To all- I have had dogs for YEARS and, to be honest, these are never things that occurred to me. They make perfect sense. I can't believe I didn't think of those reasons myself! See, I may not be a kibble feeder anymore, but it just goes to show that I can still learn new things about kibble feeding. I feel like I was a terrible owner while I was kibble feeding now (not that my boy didn't hoover his food regardless of lack of variety lol). Thanks all!
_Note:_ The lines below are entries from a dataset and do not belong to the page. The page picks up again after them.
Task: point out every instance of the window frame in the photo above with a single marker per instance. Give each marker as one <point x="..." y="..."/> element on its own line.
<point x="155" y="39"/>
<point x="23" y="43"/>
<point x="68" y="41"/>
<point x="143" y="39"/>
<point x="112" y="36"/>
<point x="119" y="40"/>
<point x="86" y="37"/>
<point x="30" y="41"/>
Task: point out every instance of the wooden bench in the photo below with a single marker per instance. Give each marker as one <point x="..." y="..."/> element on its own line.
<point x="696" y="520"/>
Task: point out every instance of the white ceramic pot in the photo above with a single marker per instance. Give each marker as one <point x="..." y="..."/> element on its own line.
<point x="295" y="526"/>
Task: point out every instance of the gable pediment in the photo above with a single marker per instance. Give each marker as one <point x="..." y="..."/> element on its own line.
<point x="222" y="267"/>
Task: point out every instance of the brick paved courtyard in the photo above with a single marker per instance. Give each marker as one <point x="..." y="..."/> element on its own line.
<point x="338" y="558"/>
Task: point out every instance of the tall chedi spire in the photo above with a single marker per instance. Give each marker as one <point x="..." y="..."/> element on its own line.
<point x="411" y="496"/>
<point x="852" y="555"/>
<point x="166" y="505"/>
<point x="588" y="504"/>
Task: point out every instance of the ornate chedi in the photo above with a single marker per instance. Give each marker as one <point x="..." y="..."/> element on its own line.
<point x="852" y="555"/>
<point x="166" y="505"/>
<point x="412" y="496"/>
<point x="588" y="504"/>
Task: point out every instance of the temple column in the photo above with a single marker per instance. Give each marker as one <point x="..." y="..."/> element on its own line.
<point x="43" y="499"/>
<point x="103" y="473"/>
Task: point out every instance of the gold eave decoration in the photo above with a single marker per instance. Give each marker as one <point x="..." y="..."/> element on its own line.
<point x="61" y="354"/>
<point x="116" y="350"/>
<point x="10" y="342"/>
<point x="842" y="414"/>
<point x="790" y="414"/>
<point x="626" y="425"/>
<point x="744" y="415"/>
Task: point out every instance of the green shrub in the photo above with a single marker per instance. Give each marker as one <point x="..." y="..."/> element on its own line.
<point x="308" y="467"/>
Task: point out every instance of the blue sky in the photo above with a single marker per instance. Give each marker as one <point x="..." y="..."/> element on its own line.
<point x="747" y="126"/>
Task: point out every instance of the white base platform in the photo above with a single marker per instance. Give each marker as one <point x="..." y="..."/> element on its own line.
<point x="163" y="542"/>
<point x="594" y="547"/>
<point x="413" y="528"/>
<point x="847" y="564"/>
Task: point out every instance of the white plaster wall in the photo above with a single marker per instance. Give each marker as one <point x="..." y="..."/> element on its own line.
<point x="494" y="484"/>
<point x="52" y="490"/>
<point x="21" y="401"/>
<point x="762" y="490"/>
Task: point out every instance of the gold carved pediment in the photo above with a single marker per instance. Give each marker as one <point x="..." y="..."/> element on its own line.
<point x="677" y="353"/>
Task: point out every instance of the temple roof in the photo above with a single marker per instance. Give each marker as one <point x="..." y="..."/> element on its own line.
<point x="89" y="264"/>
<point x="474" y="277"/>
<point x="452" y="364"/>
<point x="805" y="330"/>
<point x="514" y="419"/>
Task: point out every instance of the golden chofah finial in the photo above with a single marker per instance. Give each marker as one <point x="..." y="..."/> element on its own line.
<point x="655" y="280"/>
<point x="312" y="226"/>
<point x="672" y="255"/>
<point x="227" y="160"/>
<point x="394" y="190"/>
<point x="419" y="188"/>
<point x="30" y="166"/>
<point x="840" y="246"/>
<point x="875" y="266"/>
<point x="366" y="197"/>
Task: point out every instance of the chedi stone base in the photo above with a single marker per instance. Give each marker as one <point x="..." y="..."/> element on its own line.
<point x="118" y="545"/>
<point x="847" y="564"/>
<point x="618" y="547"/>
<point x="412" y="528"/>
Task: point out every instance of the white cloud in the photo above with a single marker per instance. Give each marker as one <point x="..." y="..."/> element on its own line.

I feel very educated now


----------



## doggiedad (Jan 23, 2011)

i always switch brands of kibble from bag to bag.
i also keep different brands of can food on hand. 
i also feed my dog raw ground beef, cooked boneless
and skinless chicken breast, can fish (in water no salt added),
fresh fish, salmon oil, organic yogurt, quinoa, millet, rice, ground flax seed,
Asian pears (he won't eat other varieties), apples. i sure there's more i feed
him but i can't think of it a the moment. i like giving my dog a variety
of good food. i read somewhere when you switch kibble and can your dog
receives nutrients from one brand that might not be in another brand.
feeding a dog the samething a couple of times a day seems boring besides
when feeding a variety your dog gets a variety of nutrients.


----------



## Serendipity (Aug 13, 2010)

doggiedad said:


> i always switch brands of kibble from bag to bag.
> i also keep different brands of can food on hand.
> i also feed my dog raw ground beef, cooked boneless
> and skinless chicken breast, can fish (in water no salt added),
> ...


Just curious -- why are you adding more carbs to your dog's food?


----------



## doggiedad (Jan 23, 2011)

how much is to much??



doggiedad said:


> i always switch brands of kibble from bag to bag.
> i also keep different brands of can food on hand.
> i also feed my dog raw ground beef, cooked boneless
> and skinless chicken breast, can fish (in water no salt added),
> ...





Serendipity said:


> Just curious -- why are you adding more carbs to your dog's food?


----------



## Scarlett_O' (May 19, 2011)

doggiedad said:


> how much is to much??


Umm.let me think about that one...OH YA!! _*Any/all!!*_


----------



## doggiedad (Jan 23, 2011)

are dogs not allowed to have carbs? why are carbs bad for them?



Serendipity said:


> Just curious -- why are you adding more carbs to your dog's food?





doggiedad said:


> how much is to much?
> 
> 
> 
> ...


----------



## Liz (Sep 27, 2010)

Dogs get everything they need frommeat, organ and bone. They do not digest most carbs.


----------